Statistical analysis
For each IHD outcome, the time to the event was defined as the number of days between baseline screening and the first diagnosis after baseline but before 31 December 2003. For employees with no events, the end of follow-up was 31 December 2003 or the date of death if earlier. Outcome of the primary analysis was a composite measure of acute myocardial infarction, unstable angina and cardiac death. Subsidiary analysis excluded unstable angina from the outcome to examine whether the association was seen with myocardial infarction and cardiac death only. We calculated age-adjusted hazard ratios with 95% confidence intervals from Cox proportional-hazards analyses for incident IHD per 1 standard deviation (SD) increase in standardised leadership score (mean 0, SD 1). Additional adjustments included socioeconomic characteristics and conventional risk factors. An interaction term between leadership and time worked in the current workplace was entered in a subsidiary analysis. SAS v 9.1 was used for the analyses.
RESULTS
Descriptive statistics for the sample are shown in table 1. The participants were on average 42 years old and most of them were relatively highly educated and non-smokers. The comparatively favourable risk factor levels were due to the fact that all participants were employed, and that the sample was composed of employees with higher education than the average employee in Sweden and slightly better health care support than the average inhabitant in Stockholm.

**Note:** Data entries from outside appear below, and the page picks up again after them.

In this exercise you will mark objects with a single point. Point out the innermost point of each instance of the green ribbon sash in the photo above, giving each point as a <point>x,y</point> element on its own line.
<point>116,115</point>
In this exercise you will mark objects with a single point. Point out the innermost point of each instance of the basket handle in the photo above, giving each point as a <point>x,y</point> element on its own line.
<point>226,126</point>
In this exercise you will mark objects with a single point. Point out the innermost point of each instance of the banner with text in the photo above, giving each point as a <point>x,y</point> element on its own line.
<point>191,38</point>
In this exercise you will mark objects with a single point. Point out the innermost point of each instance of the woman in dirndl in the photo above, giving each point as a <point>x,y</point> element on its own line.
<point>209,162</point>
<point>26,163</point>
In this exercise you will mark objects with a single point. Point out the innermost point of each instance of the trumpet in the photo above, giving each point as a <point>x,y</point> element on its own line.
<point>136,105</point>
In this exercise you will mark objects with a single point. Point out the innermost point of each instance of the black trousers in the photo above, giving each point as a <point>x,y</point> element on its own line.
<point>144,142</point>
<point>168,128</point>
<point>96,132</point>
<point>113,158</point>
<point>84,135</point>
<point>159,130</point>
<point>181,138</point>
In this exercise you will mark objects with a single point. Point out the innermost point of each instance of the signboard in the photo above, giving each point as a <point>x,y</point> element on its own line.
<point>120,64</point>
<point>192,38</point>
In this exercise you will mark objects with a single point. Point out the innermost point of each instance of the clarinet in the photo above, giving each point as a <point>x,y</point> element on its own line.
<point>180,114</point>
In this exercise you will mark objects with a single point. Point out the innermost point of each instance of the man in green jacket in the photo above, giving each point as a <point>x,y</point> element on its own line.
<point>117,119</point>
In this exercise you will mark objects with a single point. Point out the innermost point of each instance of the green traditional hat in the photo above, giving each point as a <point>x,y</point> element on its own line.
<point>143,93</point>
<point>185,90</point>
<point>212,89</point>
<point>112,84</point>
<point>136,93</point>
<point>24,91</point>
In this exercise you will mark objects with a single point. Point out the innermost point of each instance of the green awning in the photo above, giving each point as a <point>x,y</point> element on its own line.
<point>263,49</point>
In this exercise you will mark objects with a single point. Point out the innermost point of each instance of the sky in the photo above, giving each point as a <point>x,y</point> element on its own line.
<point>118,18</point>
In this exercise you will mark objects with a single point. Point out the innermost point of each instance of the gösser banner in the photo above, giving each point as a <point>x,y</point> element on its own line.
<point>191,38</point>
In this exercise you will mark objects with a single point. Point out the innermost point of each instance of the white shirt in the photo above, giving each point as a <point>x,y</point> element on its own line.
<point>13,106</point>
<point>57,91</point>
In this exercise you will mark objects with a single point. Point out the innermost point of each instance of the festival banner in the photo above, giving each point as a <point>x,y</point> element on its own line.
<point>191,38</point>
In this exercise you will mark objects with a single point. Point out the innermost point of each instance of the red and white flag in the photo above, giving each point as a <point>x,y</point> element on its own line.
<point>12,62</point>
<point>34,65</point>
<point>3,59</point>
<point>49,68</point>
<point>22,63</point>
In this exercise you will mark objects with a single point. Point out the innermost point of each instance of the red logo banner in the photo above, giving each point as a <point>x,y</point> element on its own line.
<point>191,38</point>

Table 1. Sample characteristics: the WOLF Stockholm study.
Risk factor at baseline | Men, n | Mean (SD) or % |
Age, years | 3122 | 41.6 (11.1) |
Educational attainment | ||
High | 1677 | 53.8 |
Intermediate | 892 | 28.6 |
Low | 547 | 17.6 |
Social class | ||
Professional and higher manager | 632 | 23.3 |
Technical, lower management | 727 | 26.8 |
Non-manual | 239 | 8.8 |
Skilled manual | 496 | 18.3 |
Unskilled manual | 623 | 22.9 |
Supervisory status | ||
Yes | 702 | 22.7 |
No | 2386 | 77.3 |
Mean income per year, 1000 | 3104 | 253.11 (137.98) |
Swedish kronor | ||
Perceived physical load at work (proxy quartiles) | ||
0–1 | 790 | 25.1 |
2–4 | 822 | 26.1 |
5–6 | 558 | 17.7 |
7–14 | 976 | 31.0 |
Physical exercise | ||
Never or very little | 785 | 24.9 |
Now and then | 1153 | 36.5 |
Regularly | 1221 | 38.7 |
Smoking status | ||
Never smoker | 1417 | 46.4 |
Ex-smoker | 894 | 29.3 |
Current | 742 | 24.3 |
Body mass index, kg/m2 | 3119 | 25.2 (3.3) |
Systolic blood pressure, mm Hg | 3118 | 123 (14) |
Diastolic blood pressure, mm Hg | 3118 | 75 (10) |
Total cholesterol, mmol/l | 3122 | 5.48 (1.15) |
Total:HDL cholesterol ratio | 3121 | 4.29 (1.45) |
Triglycerides, mmol/l | 3122 | 1.40 (1.02) |
Fibrinogen, mmol/l | 3121 | 2.69 (0.73) |
Diabetes | 3100 | 1.4 |
HDL, high density lipoprotein.
A total of 74 incident IHD events occurred during the mean follow-up time of 9.7 years (range: 3 days to 10.5 years). In age-adjusted analysis, a higher leadership score was associated with a lower IHD risk. This inverse association was dependent on the time worked in the current workplace (p = 0.049 for the interaction between leadership score and time worked in current workplace on incident IHD including unstable angina and p = 0.03 on acute myocardial infarction and cardiac death excluding unstable angina). As illustrated in table 2, the association was stronger the longer the participant had worked in the same workplace. This suggests a dose–response association between leadership and incident IHD.
Table 2. Dose–response association between managerial leadership and incident ischaemic heart disease among employees.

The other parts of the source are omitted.